Apply different window-to-wall ratios per cardinal direction — the most common way to add glazing to a building model.
A designer wants to optimize glazing for energy performance: 40% south (maximize daylight), 25% north (minimize heat loss), 30% east/west (balance).

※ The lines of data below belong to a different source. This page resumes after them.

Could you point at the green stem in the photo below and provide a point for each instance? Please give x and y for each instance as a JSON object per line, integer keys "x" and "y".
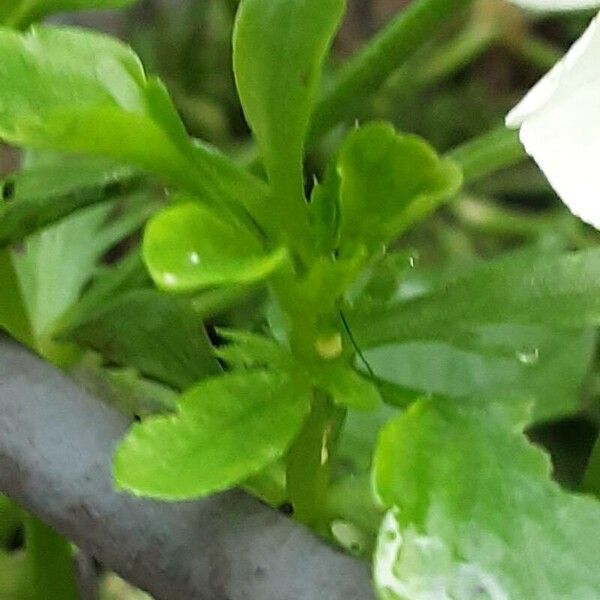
{"x": 388, "y": 50}
{"x": 52, "y": 568}
{"x": 308, "y": 465}
{"x": 489, "y": 153}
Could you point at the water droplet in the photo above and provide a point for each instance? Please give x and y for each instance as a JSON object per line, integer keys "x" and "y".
{"x": 349, "y": 536}
{"x": 529, "y": 356}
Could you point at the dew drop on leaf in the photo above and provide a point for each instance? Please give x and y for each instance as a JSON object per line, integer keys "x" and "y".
{"x": 529, "y": 356}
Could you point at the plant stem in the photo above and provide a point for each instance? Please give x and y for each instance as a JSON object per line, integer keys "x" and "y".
{"x": 308, "y": 466}
{"x": 489, "y": 153}
{"x": 51, "y": 562}
{"x": 371, "y": 66}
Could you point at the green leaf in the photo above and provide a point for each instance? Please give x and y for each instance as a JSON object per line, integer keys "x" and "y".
{"x": 54, "y": 265}
{"x": 592, "y": 475}
{"x": 388, "y": 182}
{"x": 245, "y": 350}
{"x": 547, "y": 365}
{"x": 279, "y": 48}
{"x": 188, "y": 247}
{"x": 124, "y": 388}
{"x": 82, "y": 92}
{"x": 225, "y": 430}
{"x": 13, "y": 310}
{"x": 559, "y": 290}
{"x": 158, "y": 334}
{"x": 475, "y": 513}
{"x": 41, "y": 195}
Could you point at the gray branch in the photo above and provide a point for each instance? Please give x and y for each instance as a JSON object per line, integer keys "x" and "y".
{"x": 56, "y": 443}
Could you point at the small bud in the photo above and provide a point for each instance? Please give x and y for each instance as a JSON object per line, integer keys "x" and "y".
{"x": 329, "y": 346}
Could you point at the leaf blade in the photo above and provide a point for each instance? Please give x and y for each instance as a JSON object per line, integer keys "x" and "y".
{"x": 226, "y": 429}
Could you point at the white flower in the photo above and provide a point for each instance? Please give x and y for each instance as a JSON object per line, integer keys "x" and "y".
{"x": 560, "y": 120}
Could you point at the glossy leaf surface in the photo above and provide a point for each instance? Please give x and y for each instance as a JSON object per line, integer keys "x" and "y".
{"x": 225, "y": 430}
{"x": 188, "y": 247}
{"x": 475, "y": 514}
{"x": 523, "y": 288}
{"x": 547, "y": 365}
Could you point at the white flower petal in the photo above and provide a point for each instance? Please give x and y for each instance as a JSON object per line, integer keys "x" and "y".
{"x": 560, "y": 126}
{"x": 556, "y": 5}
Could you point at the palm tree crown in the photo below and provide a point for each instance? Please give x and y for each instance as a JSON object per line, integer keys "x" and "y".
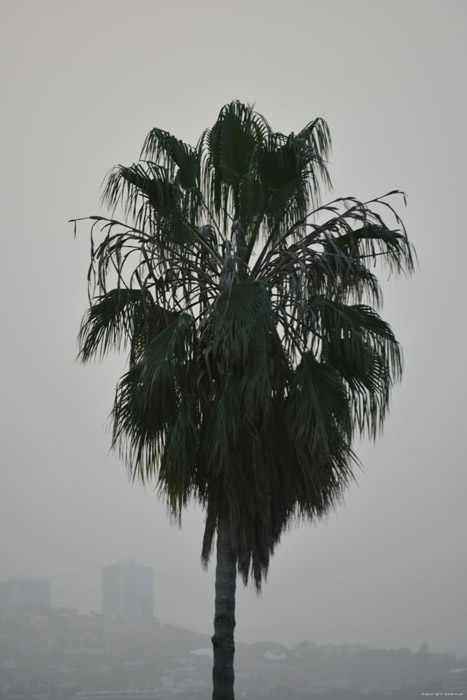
{"x": 249, "y": 310}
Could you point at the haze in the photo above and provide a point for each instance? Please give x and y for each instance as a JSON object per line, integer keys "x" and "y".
{"x": 82, "y": 84}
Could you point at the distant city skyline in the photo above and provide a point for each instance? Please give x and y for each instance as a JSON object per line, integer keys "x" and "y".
{"x": 82, "y": 84}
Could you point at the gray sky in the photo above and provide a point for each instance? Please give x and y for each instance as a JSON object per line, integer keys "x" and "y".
{"x": 82, "y": 83}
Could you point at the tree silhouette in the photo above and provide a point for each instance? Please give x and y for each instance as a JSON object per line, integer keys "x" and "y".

They start from a baseline model that already has geometry.
Load my baseline model and add windows: 40% glazing on south walls, 25% on north, 30% on east and west.
1. create_baseline_osm(name="fenestration_study", ashrae_sys_num="03")
2. load_osm_model(osm_path="...")
3. list_surfaces() -- get all surfaces with azimuth
4. # Bin exterior walls by azimuth:
# South: 135-225°, North: 315-360° or 0-45°
# East: 45-135°, West: 225-315°
5. set_window_to_wall_ratio(surface_name="Story 1 South Wall", ratio=0.4)
6. set_window_to_wall_ratio(surface_name="Story 1 North Wall", ratio=0.25)
7. set_window_to_wall_ratio(surface_name="Story 1 East Wall", ratio=0.3)
8. set_window_to_wall_ratio(surface_name="Story 1 West Wall", ratio=0.3)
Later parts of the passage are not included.